Un taxi, seul au beau milieu de l’avenue, sert alors de bouclier à une vingtaine de rouges. Les plus téméraires, dont une femme bedonnante, pieds nus et déchaînée, continuent de raser les murs pour crier et lancer des projectiles. On sent l’esprit de vengeance, celui d’en découdre. Mais rien ne laisse présager que les choses prendront la forme d’un véritable affrontement, les militaires restant cachés à l’ombre des arbres et des bosquets. Quelque fois, des automobilistes klaxonnent pour encourager, des sympathisants hurlent leur soutien du Thai Belgian Bridge qui surplombe la scène. D’autres, pas franchement sur la même longueur d’ondes, s’arrêtent, ouvrent la fenêtre de leur voiture, et crachent en direction des manifestants tout leur mépris, exprimé aussi dans la foulée par des rafales d’insultes. A 21h15, la fin semble se dessiner, bien qu’une foule importante reste sur place. Les moto-taxis et chauffeurs de taxis qui s’étaient mêlés aux rouges reprennent possession de leur outil de travail. Une vague de départ débute. Ce soir, le conflit entre les rouges et le gouvernement a déjà suffisamment écrit son histoire. Reste à savoir quel sera le prochain chapitre. Ting en donne un avant-goût : « On ne sait pas si demain l’armée attaquera le camp. En tout cas, de notre côté, nous, nous resterons. Toujours prêts à nous battre, même à mourir ».


Toute la journée, le chapitre final était annoncé. L’armée enverait ses blindés et des milliers d’hommes pour nettoyer d’un coup de balai le site des Rouges, occupé depuis bientôt deux mois. A 18 heures, pourtant, un décor désertique. Le calme avant la tempête.


Deux manifestantes attendent, surveillent une possible arrivée de l’armée, le regard perçant, scrutant l’horizon sur Silom et son trafic qui, lui, ne prend pas de pause en cette fin de jeudi 13 mai.


Parmi les Rouges, se trouvent aussi de nombreuses femmes, des personnes âgées, et des adolescents, à l’image de ces deux jeunes trônant sur les barricades de bambou, pneus, et barbelés.


L’attente, l’attente. Le soleil se couche. Mais rien aux alentours. L’armée viendra-t-elle ? 18h30, les regards restent vigilants.


Question pour un champion : je suis curieux, un peu insouciant, mon téléphone portable à la main pour immortaliser la scène, avec un assortiment tongues et short estival. Eh bien oui : Farang est mon nom.


A l’entrée de la station MRT du métro de Silom, le sang du général Seh Daeng, touché à la tête par un sniper vers 19h25, témoigne de la violence de l’impact des balles.
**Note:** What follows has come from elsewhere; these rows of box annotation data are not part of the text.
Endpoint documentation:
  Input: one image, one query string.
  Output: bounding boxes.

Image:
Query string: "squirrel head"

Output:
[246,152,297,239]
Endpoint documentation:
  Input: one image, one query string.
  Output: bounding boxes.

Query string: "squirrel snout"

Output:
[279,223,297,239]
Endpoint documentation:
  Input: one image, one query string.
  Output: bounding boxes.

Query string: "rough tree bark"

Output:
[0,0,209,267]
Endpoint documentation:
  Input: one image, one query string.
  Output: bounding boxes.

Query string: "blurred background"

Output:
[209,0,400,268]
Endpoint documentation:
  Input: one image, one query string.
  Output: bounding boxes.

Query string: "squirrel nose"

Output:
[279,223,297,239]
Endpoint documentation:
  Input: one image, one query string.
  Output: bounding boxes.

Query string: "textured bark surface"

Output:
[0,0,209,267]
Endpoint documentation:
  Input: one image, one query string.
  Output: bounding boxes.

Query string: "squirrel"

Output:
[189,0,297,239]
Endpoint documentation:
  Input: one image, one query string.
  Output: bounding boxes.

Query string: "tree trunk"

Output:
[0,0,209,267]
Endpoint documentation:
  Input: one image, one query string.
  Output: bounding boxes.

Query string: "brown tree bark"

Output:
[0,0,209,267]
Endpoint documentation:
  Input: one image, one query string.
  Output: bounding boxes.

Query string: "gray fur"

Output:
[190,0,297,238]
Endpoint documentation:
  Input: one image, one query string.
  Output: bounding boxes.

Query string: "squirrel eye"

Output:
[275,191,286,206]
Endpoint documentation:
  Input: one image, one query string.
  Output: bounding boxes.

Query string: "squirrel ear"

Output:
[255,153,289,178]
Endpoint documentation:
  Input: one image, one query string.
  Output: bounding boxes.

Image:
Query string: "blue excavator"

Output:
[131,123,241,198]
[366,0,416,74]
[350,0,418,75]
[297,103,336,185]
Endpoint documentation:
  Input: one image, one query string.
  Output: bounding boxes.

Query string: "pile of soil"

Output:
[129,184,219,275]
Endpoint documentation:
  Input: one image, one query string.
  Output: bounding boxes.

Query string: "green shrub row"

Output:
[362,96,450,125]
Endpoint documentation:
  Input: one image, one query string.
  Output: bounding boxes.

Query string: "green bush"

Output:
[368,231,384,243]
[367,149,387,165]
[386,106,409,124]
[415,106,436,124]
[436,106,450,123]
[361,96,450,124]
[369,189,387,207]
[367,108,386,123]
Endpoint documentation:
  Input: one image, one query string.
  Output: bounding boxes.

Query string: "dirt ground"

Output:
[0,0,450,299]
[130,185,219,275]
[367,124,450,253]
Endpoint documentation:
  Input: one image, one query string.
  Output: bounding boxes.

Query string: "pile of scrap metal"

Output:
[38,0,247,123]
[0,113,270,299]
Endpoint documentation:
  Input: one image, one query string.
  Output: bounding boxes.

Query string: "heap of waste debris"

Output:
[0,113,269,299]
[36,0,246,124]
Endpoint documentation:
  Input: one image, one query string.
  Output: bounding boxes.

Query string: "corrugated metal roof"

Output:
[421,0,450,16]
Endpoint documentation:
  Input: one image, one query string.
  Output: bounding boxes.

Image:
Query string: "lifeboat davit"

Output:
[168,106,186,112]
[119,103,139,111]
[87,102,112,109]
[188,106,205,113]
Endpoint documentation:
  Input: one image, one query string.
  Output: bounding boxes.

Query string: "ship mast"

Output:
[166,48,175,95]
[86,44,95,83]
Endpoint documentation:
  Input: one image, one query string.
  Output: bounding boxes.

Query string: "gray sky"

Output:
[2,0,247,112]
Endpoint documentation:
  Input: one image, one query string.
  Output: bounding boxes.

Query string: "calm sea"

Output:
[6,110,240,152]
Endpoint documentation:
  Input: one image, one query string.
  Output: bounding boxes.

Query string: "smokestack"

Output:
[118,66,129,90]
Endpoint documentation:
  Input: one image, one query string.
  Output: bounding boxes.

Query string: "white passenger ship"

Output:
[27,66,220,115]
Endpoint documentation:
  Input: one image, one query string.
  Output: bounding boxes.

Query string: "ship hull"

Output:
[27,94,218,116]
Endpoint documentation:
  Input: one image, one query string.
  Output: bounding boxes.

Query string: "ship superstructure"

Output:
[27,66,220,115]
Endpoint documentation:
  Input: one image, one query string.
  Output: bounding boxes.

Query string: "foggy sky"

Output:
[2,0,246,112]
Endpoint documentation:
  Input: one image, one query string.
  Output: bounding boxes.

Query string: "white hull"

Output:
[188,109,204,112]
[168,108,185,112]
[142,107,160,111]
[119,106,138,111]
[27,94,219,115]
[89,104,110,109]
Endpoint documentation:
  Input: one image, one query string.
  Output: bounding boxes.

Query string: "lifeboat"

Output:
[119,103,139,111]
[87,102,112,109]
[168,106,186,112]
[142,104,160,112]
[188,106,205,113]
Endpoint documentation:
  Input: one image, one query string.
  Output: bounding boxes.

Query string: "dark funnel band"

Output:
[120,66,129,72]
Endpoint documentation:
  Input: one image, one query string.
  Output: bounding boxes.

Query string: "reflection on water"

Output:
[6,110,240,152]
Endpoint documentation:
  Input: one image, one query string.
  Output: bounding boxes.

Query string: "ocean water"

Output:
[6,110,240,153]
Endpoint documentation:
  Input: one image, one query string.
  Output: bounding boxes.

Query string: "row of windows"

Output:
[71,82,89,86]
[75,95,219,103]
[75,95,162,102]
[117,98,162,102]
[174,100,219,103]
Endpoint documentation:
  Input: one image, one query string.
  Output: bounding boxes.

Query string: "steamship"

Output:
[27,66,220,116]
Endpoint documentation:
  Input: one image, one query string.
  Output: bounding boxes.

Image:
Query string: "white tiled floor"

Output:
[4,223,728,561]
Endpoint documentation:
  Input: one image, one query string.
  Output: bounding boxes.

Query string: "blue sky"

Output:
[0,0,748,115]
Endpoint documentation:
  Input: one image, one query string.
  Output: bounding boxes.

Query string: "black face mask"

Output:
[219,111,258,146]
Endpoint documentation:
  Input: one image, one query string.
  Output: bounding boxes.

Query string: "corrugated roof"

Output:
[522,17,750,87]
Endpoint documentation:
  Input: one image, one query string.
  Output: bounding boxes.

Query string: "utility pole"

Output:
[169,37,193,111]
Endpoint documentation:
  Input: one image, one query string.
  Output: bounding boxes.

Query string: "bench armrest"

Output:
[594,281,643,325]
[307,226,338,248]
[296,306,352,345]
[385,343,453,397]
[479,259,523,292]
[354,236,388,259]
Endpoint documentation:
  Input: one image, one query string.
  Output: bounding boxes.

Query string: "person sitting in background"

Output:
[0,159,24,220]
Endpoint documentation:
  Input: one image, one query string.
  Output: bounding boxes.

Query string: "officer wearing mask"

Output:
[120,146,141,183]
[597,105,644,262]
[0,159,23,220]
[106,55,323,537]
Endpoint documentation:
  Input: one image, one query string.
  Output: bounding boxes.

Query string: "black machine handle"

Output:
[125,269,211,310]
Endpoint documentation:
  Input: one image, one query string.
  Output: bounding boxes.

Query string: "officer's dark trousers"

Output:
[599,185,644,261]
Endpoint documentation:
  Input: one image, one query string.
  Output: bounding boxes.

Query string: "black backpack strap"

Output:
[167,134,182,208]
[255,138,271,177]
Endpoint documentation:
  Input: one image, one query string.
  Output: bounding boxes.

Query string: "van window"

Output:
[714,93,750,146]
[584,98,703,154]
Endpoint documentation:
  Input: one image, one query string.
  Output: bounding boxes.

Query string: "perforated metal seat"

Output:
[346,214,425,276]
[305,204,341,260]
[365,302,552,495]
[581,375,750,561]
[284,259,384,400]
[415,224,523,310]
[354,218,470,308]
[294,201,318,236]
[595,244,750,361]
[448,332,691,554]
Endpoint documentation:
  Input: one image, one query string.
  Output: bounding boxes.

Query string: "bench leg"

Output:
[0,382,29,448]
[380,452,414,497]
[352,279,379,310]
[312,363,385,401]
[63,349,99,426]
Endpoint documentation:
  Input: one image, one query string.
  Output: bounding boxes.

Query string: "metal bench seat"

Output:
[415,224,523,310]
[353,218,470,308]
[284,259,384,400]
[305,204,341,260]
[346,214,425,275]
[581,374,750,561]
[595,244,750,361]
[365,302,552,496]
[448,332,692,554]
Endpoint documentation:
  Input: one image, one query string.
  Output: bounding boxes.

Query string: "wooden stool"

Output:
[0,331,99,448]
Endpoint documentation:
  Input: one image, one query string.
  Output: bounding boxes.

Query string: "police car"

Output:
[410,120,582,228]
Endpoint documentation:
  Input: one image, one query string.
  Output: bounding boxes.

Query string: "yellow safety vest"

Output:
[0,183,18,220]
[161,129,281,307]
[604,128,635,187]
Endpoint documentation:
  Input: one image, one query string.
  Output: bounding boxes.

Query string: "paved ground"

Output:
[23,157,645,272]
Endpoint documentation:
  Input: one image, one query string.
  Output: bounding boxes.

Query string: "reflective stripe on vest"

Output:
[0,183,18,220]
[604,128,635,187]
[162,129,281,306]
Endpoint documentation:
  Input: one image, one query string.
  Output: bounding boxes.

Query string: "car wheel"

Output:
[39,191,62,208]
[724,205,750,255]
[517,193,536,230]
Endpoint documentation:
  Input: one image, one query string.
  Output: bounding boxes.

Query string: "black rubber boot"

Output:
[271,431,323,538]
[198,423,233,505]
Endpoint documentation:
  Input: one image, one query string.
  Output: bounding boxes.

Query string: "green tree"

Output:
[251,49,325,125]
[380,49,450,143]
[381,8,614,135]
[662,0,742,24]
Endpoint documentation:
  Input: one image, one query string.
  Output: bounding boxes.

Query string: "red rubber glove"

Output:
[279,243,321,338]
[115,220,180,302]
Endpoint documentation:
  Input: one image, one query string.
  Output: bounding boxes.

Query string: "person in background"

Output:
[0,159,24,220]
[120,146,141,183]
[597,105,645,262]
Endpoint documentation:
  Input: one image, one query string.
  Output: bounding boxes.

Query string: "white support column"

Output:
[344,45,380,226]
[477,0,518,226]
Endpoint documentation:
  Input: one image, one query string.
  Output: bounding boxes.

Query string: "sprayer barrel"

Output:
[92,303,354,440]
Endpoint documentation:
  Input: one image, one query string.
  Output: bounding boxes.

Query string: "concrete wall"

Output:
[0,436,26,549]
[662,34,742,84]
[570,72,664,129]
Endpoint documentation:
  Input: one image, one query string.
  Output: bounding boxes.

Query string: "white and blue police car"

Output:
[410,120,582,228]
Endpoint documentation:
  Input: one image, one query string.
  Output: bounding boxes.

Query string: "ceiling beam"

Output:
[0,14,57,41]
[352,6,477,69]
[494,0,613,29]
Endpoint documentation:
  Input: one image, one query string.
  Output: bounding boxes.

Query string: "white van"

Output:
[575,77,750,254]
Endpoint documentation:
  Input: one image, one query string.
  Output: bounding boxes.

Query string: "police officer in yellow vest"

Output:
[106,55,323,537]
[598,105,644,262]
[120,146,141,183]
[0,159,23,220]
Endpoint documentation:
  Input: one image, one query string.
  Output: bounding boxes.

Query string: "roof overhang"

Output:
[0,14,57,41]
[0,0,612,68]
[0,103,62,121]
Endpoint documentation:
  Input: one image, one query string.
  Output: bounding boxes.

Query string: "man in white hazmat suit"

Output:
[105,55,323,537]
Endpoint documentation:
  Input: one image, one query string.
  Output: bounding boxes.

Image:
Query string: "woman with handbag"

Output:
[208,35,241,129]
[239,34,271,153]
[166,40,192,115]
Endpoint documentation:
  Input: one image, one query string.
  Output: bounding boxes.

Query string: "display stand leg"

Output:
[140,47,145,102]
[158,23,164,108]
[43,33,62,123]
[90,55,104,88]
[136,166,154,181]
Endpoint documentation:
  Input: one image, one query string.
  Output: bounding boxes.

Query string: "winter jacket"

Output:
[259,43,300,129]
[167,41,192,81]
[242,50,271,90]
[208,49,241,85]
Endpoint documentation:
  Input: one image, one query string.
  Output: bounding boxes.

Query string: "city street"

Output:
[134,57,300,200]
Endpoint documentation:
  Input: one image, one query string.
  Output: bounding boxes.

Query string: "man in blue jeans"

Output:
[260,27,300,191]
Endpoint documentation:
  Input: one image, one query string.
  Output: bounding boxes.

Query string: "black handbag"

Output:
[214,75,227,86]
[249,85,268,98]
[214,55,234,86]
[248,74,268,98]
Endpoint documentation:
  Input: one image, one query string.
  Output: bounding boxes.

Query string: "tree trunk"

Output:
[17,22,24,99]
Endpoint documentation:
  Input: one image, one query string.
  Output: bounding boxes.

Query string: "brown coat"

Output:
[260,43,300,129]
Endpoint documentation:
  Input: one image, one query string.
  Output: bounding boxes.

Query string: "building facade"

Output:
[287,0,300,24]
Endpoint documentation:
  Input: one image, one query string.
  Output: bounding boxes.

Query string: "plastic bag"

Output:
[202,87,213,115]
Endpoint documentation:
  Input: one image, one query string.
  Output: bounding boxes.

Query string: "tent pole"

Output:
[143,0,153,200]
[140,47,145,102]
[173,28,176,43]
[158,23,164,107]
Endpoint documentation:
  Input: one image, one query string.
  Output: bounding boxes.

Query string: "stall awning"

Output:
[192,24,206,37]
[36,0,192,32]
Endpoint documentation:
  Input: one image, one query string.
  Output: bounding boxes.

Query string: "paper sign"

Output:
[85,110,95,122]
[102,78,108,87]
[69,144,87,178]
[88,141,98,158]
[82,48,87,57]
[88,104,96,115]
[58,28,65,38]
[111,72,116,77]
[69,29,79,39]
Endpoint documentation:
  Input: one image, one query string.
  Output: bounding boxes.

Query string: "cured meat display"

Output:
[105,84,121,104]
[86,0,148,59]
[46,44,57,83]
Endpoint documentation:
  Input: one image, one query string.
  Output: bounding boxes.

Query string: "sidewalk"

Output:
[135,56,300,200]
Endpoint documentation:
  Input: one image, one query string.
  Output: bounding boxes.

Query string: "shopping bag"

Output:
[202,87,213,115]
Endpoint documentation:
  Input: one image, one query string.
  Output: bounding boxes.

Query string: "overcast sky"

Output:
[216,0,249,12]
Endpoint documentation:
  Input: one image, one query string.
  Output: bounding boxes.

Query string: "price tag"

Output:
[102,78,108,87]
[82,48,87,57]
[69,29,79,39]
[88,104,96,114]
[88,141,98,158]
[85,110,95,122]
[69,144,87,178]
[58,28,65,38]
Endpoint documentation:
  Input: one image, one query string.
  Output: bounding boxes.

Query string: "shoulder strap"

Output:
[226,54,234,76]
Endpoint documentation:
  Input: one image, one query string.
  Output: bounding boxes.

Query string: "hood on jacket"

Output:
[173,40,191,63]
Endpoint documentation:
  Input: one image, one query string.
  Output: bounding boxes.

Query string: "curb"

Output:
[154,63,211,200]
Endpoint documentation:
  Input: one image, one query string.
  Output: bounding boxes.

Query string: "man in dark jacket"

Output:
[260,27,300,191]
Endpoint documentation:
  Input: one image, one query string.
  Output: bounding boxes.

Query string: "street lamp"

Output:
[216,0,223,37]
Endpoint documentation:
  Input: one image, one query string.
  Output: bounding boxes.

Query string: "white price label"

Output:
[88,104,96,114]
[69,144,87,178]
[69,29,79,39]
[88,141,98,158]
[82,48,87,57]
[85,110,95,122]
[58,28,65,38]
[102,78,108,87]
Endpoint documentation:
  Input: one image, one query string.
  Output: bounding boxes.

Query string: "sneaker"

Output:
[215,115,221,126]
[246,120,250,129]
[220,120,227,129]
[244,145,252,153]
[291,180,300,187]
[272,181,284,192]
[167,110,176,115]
L’un des fameux « Hommes en noir », ces combattants ressemblant plutôt à d’anciens militaires qu’à des paysans de l’Isan, montre les douilles des balles tirées en direction du général Seh Daeng.


Un des Rouges tient son pied blessé lors d’une explosion, dont l’origine reste inconnue. Est-ce l’armée ou les manifestants ? Personne ne pouvait donner de réponses.


Alors qu’auparavant plus ou moins n’importe qui pouvait pénétrer le site, tout a changé après que le général Seh Daeng ait essuyé une balle. Les fouilles sont devenues systématiques.


Une fois le courant rétabli et la crainte d’un « crackdown » dissipée, les Chemises rouges se sont précipitées devant la télévision, à l’affût des dernières nouvelles.


Rapidement après les incidents de Ratchaprasong, des manifestants ont filé à l’entrée du parc Lumpini, près du Thai-Belgian Bridge. La rage au ventre, la hargne d’en découdre, chaque pierre symbolisait le défoulement de la vengeance.


Situés derrière les murs du parc Lumpini, parfois cachés à l’ombre d’un bosquet, les militaires essuient les divers projectiles lancés par les manifestants…


… Et évidemment, les soldats n’attendent pas le lever du soleil pour faire parler leur fusils. Bien inspiré, ce manifestant portait un gilet protecteur, sans cela l’hématome arborerait des couleurs beaucoup plus féroces.